In its determined fight against street violence, the city is embarking on a new Safe City Initiative Program that will train police officers in effective strategies to reduce street violence and eliminate drug markets through “drug market intervention.”

The city council approved a $182,217 contract with the Research Foundation of the City University of New York which runs the National Network for Safe Communities, a project of the Center for Crime Prevention and Control at the John Jay College of Criminal Justice.

“That is a significant program,” said police director Jerry Speziale. He said the program will start on July 1st, 2015 with aims to tackle some of the city’s most stubborn crime problems.

A proposal submitted by the network states it will assist city police in “supporting the implementation of strategic interventions to reduce community violence and disorder.” The network created in 2009 under the direction of criminologist David M. Kennedy, whose work served as the basis for well-known Operation Ceasefire, aims to assist the city to reduce juvenile violence, robberies, and address domestic violence.

The network will assist the city in implementing Group Violence Intervention (GVI) strategies through “communication with the streets, law enforcement intelligence analysis, media and communications, support and outreach to violent offenders, police legitimacy, and racial reconciliation work between law enforcement and communities.”

City law enforcement officials will also work with other cities working with the network to learn best practices and use them to curb violence in the Silk City.
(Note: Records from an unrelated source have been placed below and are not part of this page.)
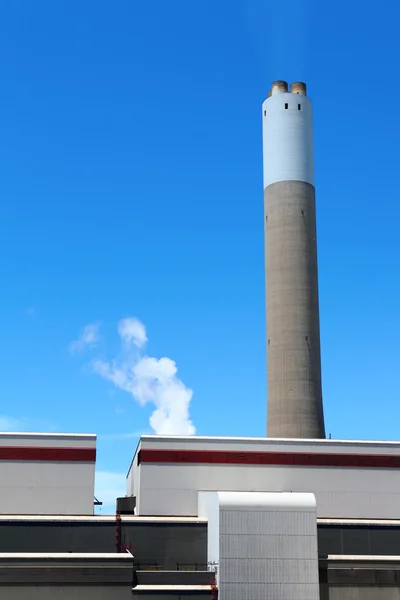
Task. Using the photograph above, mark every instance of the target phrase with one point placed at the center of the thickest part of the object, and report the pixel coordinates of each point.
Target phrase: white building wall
(44, 482)
(267, 544)
(363, 493)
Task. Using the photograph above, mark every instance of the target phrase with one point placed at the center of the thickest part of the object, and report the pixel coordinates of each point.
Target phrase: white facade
(46, 474)
(342, 492)
(288, 147)
(264, 545)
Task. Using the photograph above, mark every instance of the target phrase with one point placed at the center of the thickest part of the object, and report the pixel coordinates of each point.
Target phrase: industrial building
(292, 516)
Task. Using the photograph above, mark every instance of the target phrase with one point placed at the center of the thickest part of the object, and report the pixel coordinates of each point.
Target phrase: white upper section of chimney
(288, 148)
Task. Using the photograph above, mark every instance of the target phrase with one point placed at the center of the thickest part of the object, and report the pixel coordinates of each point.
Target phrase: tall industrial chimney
(295, 408)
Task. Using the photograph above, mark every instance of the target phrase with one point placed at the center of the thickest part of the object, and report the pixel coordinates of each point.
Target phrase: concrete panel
(288, 151)
(256, 557)
(293, 331)
(168, 545)
(66, 592)
(363, 593)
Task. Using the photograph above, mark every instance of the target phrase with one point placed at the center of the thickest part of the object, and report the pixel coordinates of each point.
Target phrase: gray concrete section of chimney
(295, 408)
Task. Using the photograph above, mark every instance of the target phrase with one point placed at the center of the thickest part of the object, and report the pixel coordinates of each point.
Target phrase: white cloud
(149, 380)
(88, 338)
(132, 331)
(15, 425)
(108, 487)
(120, 436)
(10, 424)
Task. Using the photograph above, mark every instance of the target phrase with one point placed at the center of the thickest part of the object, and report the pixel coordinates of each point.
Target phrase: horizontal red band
(33, 453)
(293, 459)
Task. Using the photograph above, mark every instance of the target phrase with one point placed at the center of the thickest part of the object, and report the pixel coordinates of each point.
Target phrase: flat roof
(160, 588)
(27, 435)
(65, 555)
(360, 522)
(302, 441)
(100, 518)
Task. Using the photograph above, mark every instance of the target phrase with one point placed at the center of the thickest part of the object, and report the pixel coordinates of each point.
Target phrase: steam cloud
(88, 339)
(149, 379)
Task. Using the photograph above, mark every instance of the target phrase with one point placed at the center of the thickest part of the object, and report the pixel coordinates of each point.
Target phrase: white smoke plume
(149, 380)
(88, 338)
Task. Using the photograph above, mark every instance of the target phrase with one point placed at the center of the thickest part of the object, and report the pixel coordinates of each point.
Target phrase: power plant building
(292, 516)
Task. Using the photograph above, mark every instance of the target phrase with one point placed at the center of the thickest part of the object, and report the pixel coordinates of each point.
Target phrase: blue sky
(131, 186)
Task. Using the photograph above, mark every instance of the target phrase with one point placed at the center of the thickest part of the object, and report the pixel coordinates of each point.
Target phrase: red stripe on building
(38, 454)
(290, 459)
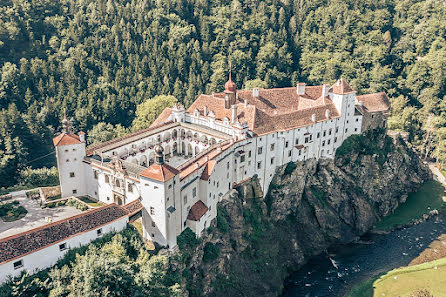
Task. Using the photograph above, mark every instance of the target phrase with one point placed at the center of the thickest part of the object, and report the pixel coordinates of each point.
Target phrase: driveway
(35, 217)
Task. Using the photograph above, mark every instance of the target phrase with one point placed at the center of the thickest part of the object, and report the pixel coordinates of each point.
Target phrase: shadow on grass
(427, 198)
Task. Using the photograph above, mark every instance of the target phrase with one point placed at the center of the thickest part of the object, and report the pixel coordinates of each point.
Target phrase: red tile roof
(159, 172)
(197, 211)
(24, 243)
(163, 117)
(375, 102)
(273, 109)
(133, 207)
(66, 139)
(207, 171)
(341, 87)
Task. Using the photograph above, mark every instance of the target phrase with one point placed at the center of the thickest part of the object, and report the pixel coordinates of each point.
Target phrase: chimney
(300, 88)
(313, 117)
(82, 136)
(234, 113)
(327, 113)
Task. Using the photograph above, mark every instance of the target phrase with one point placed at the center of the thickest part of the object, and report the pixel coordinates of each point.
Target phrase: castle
(189, 160)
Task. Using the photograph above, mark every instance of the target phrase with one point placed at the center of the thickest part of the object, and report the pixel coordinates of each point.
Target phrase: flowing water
(334, 273)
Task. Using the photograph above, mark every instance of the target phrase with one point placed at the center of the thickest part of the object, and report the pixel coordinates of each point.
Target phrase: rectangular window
(18, 264)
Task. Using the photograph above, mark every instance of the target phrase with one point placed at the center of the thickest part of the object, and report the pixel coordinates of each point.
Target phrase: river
(347, 265)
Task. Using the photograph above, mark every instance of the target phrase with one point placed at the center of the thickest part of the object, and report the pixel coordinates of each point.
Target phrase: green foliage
(149, 110)
(114, 265)
(290, 166)
(101, 59)
(187, 239)
(12, 211)
(210, 252)
(41, 177)
(102, 132)
(222, 222)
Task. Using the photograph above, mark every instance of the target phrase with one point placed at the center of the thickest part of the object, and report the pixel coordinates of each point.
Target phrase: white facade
(49, 255)
(235, 154)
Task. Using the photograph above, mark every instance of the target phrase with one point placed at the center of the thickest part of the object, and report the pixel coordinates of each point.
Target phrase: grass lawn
(91, 202)
(429, 197)
(405, 281)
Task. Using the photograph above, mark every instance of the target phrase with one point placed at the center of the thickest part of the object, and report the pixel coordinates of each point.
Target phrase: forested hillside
(99, 59)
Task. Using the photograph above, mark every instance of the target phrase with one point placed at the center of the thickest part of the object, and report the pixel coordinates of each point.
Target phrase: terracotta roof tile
(133, 207)
(21, 244)
(197, 211)
(341, 87)
(163, 117)
(273, 109)
(66, 139)
(207, 171)
(374, 102)
(159, 172)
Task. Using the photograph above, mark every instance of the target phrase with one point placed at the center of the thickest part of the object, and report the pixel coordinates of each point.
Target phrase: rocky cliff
(255, 242)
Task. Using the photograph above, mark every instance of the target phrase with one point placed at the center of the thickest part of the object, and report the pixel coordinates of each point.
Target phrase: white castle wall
(49, 255)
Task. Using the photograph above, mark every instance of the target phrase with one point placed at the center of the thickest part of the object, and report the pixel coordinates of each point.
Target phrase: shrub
(211, 252)
(40, 177)
(290, 166)
(187, 239)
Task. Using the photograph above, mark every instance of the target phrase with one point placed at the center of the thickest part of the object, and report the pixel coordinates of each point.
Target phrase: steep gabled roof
(66, 139)
(374, 102)
(197, 211)
(341, 87)
(160, 172)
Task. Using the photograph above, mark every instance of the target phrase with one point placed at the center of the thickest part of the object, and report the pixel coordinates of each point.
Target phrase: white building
(188, 160)
(42, 247)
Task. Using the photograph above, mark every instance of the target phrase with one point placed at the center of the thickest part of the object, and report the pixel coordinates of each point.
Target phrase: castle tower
(230, 91)
(70, 152)
(160, 197)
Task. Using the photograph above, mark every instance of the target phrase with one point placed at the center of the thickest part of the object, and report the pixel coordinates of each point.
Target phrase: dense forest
(100, 59)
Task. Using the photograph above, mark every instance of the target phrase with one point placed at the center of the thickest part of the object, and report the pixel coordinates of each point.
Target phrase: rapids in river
(337, 271)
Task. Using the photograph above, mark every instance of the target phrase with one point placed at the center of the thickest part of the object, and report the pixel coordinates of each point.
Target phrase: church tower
(70, 152)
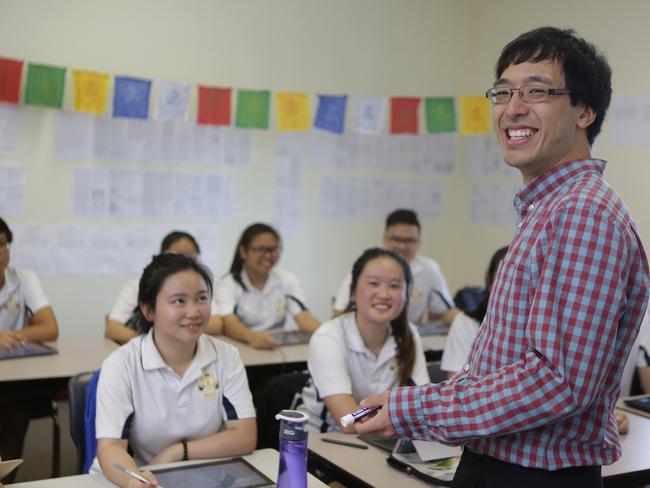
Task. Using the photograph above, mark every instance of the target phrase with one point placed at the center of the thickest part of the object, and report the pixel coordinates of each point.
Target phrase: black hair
(154, 275)
(402, 216)
(176, 235)
(479, 312)
(400, 329)
(4, 229)
(250, 233)
(586, 71)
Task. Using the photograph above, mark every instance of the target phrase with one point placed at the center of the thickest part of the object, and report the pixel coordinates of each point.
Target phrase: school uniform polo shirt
(140, 398)
(340, 363)
(21, 296)
(281, 298)
(429, 294)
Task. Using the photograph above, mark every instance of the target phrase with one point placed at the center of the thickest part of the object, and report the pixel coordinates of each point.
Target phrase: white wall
(360, 47)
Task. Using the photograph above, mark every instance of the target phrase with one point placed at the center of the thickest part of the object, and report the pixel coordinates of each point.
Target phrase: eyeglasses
(409, 241)
(527, 93)
(265, 249)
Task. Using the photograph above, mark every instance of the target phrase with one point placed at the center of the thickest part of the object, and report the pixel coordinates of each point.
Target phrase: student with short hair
(25, 315)
(172, 393)
(256, 297)
(370, 348)
(120, 326)
(430, 298)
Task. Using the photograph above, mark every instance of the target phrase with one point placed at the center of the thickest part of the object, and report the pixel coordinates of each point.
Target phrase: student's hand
(379, 423)
(10, 339)
(621, 421)
(133, 483)
(262, 340)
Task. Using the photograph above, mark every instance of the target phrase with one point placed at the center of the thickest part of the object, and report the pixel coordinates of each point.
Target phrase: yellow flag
(90, 91)
(474, 115)
(292, 111)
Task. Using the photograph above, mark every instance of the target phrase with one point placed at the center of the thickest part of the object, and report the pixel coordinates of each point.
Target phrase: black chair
(77, 393)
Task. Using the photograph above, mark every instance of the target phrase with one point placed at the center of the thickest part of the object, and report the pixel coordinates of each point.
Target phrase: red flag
(404, 115)
(214, 105)
(10, 72)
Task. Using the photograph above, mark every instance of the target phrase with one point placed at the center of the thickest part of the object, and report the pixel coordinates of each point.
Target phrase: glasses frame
(491, 96)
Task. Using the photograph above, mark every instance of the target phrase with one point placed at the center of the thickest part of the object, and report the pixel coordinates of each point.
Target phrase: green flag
(253, 109)
(45, 85)
(441, 115)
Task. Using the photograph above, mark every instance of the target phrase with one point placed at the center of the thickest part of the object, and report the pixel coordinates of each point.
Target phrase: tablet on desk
(229, 473)
(290, 337)
(29, 350)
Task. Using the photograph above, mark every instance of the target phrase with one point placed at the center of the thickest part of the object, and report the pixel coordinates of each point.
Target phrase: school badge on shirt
(208, 384)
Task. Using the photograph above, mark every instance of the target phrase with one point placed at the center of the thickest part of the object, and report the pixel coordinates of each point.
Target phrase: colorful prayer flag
(253, 109)
(369, 114)
(10, 73)
(404, 115)
(292, 110)
(173, 100)
(131, 98)
(475, 115)
(90, 91)
(214, 105)
(331, 113)
(44, 85)
(441, 115)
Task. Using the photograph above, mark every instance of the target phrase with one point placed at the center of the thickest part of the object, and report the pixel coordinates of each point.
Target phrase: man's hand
(379, 423)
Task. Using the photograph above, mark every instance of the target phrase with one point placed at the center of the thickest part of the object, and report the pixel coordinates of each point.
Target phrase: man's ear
(586, 116)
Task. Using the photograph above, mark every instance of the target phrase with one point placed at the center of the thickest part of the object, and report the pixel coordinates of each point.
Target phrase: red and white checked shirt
(566, 305)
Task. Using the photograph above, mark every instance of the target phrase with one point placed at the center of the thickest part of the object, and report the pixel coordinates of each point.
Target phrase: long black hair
(405, 349)
(479, 312)
(154, 275)
(250, 233)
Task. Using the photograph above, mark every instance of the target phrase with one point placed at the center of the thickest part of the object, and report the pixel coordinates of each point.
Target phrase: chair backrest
(77, 394)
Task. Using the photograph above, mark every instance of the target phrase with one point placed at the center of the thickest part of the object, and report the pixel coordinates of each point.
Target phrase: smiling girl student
(368, 349)
(119, 324)
(256, 297)
(172, 393)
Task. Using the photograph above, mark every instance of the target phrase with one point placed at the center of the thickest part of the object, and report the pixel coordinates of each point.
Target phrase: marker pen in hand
(357, 415)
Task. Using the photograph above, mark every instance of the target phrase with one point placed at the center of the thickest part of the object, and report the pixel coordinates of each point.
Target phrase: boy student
(534, 405)
(430, 299)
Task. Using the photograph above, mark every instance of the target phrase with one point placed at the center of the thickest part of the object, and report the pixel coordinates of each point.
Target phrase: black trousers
(479, 471)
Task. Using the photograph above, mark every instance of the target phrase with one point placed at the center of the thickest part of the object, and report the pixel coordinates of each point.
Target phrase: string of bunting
(44, 86)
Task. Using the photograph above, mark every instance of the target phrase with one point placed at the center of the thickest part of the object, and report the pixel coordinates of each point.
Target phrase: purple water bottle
(293, 449)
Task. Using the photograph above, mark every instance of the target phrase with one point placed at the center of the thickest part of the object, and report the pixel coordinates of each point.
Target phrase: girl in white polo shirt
(172, 393)
(367, 350)
(255, 296)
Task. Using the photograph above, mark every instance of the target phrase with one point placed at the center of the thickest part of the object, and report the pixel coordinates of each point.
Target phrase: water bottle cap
(292, 416)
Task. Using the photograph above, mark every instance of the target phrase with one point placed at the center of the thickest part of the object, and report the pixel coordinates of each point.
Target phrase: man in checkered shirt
(534, 406)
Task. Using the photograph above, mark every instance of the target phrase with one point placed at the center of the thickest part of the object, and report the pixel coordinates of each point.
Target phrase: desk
(369, 468)
(266, 460)
(74, 356)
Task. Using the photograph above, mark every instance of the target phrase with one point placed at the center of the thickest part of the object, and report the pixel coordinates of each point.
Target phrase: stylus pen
(343, 443)
(132, 474)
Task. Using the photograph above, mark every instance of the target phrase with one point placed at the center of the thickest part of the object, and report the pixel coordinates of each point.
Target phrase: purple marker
(357, 415)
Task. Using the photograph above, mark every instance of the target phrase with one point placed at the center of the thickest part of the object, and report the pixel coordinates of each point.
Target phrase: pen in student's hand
(132, 474)
(344, 443)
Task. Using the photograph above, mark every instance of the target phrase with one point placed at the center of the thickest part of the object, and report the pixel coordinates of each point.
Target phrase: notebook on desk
(29, 350)
(290, 337)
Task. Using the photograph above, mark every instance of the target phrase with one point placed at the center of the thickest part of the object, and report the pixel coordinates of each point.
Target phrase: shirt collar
(549, 181)
(271, 281)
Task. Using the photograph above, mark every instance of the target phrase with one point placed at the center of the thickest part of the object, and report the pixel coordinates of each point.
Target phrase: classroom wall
(363, 47)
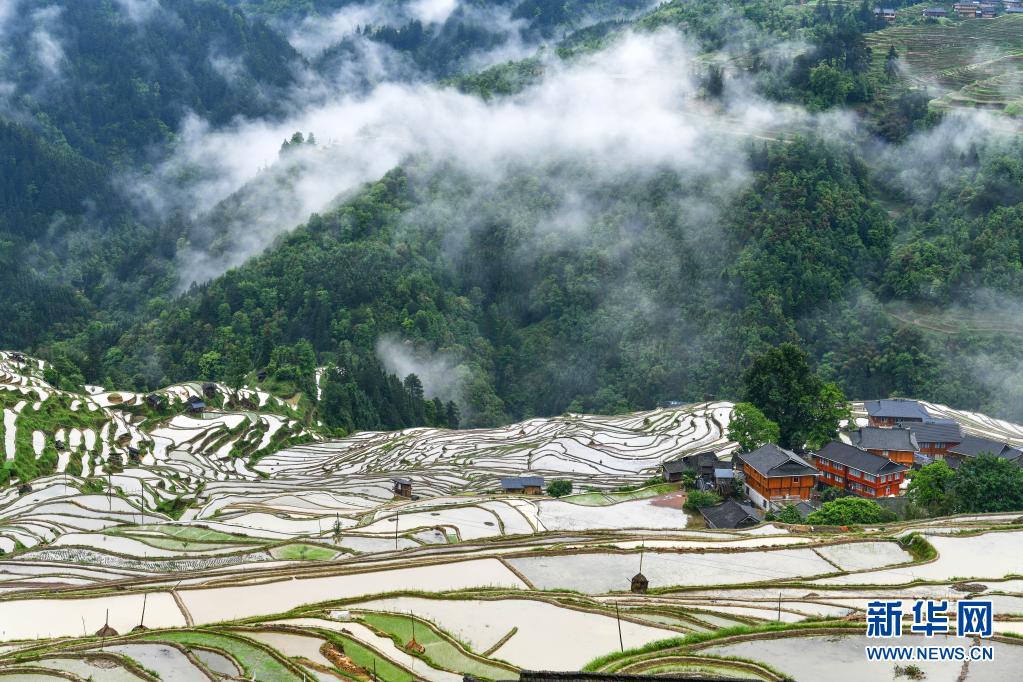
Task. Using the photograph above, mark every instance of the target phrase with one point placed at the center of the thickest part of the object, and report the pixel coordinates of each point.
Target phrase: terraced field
(969, 63)
(299, 562)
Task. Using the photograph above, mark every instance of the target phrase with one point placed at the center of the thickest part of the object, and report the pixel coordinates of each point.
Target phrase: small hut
(195, 405)
(402, 487)
(106, 631)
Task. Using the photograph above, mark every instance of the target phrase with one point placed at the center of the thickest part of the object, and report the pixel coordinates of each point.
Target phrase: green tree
(750, 428)
(789, 514)
(782, 384)
(701, 498)
(826, 411)
(560, 488)
(987, 484)
(831, 85)
(929, 488)
(850, 511)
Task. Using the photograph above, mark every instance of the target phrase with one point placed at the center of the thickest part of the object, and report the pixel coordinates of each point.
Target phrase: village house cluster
(871, 461)
(978, 9)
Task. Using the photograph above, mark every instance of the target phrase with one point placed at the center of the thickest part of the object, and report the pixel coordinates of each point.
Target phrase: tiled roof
(935, 430)
(770, 460)
(728, 514)
(897, 408)
(522, 482)
(849, 455)
(873, 438)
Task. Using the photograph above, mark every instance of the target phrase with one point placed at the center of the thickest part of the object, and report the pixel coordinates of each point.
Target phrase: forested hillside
(532, 207)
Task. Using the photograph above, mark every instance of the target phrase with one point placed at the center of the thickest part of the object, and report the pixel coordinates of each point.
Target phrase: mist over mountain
(532, 207)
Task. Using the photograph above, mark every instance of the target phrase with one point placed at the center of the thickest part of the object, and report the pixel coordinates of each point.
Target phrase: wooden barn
(860, 472)
(897, 444)
(523, 485)
(774, 474)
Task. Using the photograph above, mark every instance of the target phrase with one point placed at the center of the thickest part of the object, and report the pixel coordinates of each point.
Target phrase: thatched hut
(106, 631)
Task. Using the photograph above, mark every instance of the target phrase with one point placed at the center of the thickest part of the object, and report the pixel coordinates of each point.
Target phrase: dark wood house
(729, 514)
(523, 485)
(858, 471)
(974, 446)
(402, 487)
(935, 437)
(896, 443)
(773, 474)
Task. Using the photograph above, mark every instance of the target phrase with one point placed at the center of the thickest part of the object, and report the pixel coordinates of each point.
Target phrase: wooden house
(672, 470)
(896, 444)
(523, 485)
(974, 446)
(890, 411)
(773, 474)
(934, 437)
(730, 514)
(967, 9)
(860, 472)
(402, 487)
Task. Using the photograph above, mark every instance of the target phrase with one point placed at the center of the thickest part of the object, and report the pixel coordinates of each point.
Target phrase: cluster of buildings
(976, 9)
(870, 462)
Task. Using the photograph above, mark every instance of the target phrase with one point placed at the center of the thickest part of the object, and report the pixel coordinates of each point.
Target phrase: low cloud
(48, 51)
(442, 375)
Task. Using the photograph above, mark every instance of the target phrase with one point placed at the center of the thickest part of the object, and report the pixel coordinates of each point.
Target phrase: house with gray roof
(523, 485)
(934, 437)
(730, 514)
(860, 472)
(889, 411)
(772, 474)
(897, 444)
(974, 446)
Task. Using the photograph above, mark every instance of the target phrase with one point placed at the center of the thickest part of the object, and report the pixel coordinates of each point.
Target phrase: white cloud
(49, 52)
(629, 110)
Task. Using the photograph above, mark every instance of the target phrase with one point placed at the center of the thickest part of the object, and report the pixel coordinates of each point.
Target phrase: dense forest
(661, 284)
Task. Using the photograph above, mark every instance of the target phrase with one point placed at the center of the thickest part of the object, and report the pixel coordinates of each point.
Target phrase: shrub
(849, 511)
(560, 488)
(701, 498)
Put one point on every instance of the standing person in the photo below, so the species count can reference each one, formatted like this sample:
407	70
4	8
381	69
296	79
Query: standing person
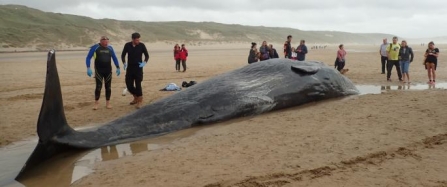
431	62
393	59
177	57
103	54
384	55
294	54
265	51
288	47
340	61
183	56
301	51
273	52
253	55
406	57
134	73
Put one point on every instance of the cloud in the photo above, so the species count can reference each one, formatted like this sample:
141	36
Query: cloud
399	17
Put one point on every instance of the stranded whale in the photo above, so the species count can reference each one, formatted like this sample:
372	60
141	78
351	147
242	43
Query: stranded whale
253	89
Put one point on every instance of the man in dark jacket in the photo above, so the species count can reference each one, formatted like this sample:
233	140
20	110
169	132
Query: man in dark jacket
134	64
301	51
405	58
288	47
273	53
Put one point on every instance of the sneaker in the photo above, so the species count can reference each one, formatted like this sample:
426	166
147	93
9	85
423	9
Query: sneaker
95	106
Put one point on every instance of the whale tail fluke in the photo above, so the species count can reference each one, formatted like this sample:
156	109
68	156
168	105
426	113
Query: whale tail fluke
52	121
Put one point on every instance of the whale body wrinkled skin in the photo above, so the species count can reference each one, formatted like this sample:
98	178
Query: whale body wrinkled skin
253	89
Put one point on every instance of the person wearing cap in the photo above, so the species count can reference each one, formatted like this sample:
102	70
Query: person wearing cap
134	67
406	57
383	55
393	59
288	47
103	53
183	53
253	55
301	51
431	62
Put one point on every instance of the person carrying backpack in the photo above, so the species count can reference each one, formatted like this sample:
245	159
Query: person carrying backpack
183	56
393	59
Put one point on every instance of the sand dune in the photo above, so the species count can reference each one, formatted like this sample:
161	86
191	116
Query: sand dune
397	138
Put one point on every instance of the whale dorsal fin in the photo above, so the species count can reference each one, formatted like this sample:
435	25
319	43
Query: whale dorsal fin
305	69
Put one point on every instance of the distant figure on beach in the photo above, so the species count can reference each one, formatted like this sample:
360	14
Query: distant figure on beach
406	57
273	52
393	59
265	51
340	60
294	54
384	55
301	51
431	62
134	71
253	55
103	54
177	57
288	47
183	56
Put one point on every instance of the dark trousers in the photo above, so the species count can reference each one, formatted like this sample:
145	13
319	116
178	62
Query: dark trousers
339	65
133	81
106	77
384	60
177	64
390	65
184	65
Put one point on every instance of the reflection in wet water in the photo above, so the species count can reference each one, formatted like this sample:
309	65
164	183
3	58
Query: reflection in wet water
67	168
372	89
83	166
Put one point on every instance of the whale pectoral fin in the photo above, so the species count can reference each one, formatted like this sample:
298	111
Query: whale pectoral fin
305	69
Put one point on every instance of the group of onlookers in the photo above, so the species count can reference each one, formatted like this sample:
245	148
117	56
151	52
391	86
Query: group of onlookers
299	53
180	55
401	55
265	52
103	54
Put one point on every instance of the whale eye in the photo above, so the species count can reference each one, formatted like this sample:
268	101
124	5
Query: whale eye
305	69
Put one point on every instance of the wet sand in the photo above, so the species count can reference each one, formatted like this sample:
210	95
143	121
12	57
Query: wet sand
396	138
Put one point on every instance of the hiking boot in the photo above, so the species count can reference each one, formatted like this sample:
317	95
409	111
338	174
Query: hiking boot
134	100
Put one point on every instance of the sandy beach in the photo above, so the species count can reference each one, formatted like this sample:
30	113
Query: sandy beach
396	138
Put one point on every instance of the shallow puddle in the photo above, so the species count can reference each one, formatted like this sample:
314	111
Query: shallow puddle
374	89
67	168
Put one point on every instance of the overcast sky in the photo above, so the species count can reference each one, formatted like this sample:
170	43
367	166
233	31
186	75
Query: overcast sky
405	18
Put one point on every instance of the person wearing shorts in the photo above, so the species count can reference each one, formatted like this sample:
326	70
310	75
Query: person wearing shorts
393	59
406	56
431	62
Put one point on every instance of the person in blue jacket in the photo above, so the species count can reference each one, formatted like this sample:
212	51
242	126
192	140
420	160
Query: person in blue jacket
103	54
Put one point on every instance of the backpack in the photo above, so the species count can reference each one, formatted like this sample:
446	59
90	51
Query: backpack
391	45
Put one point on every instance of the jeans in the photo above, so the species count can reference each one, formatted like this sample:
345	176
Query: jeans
384	60
390	65
405	66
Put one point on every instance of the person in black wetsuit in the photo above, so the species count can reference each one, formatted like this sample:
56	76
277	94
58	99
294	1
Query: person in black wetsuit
134	67
103	53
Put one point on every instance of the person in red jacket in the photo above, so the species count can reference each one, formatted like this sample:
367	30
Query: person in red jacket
183	56
177	57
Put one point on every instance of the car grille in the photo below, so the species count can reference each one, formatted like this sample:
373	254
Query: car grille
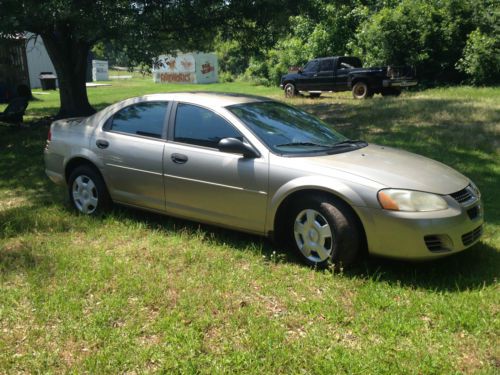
474	212
472	236
436	243
463	195
433	243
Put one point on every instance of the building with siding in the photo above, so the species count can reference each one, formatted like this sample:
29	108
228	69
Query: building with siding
38	60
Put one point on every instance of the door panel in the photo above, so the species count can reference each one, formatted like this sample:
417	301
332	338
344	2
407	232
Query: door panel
216	187
130	146
204	183
133	169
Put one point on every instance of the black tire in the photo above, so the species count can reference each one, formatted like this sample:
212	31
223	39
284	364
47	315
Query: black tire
361	90
391	91
290	90
87	191
347	238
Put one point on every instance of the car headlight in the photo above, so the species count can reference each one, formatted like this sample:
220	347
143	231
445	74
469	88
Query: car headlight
409	200
475	189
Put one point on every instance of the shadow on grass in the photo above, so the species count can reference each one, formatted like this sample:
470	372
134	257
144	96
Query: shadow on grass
474	268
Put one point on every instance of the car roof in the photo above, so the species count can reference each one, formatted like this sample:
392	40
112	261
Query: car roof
206	98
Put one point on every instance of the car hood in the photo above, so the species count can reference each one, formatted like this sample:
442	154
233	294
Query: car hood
394	168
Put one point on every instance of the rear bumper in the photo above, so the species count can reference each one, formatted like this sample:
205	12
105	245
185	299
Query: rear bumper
420	235
399	82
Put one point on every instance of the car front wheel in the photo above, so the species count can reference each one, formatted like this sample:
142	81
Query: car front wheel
290	90
325	230
87	191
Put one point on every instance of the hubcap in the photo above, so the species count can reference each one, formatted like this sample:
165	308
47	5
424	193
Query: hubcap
313	235
84	194
359	90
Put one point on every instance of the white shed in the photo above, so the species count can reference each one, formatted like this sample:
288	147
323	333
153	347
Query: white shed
38	60
193	67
Kennedy and other experts from the network will work with law enforcement for a year to implement the various strategies to curb juvenile homicide and domestic violence.

“They are going to be here working with us,” said Speziale. Kennedy, a renowned expert on urban crime, will work with city police. There are also seminars and workshops.

William Fraher, city’s police chief, who teaches at the John Jay College of Criminal Justice, has recused himself from the initiative, said Police director Speziale.

Speziale said the network has experience working throughout the country assisting communities on ways to tackle violence. He the same results in the city.

“This is going to reduce violence,” he said.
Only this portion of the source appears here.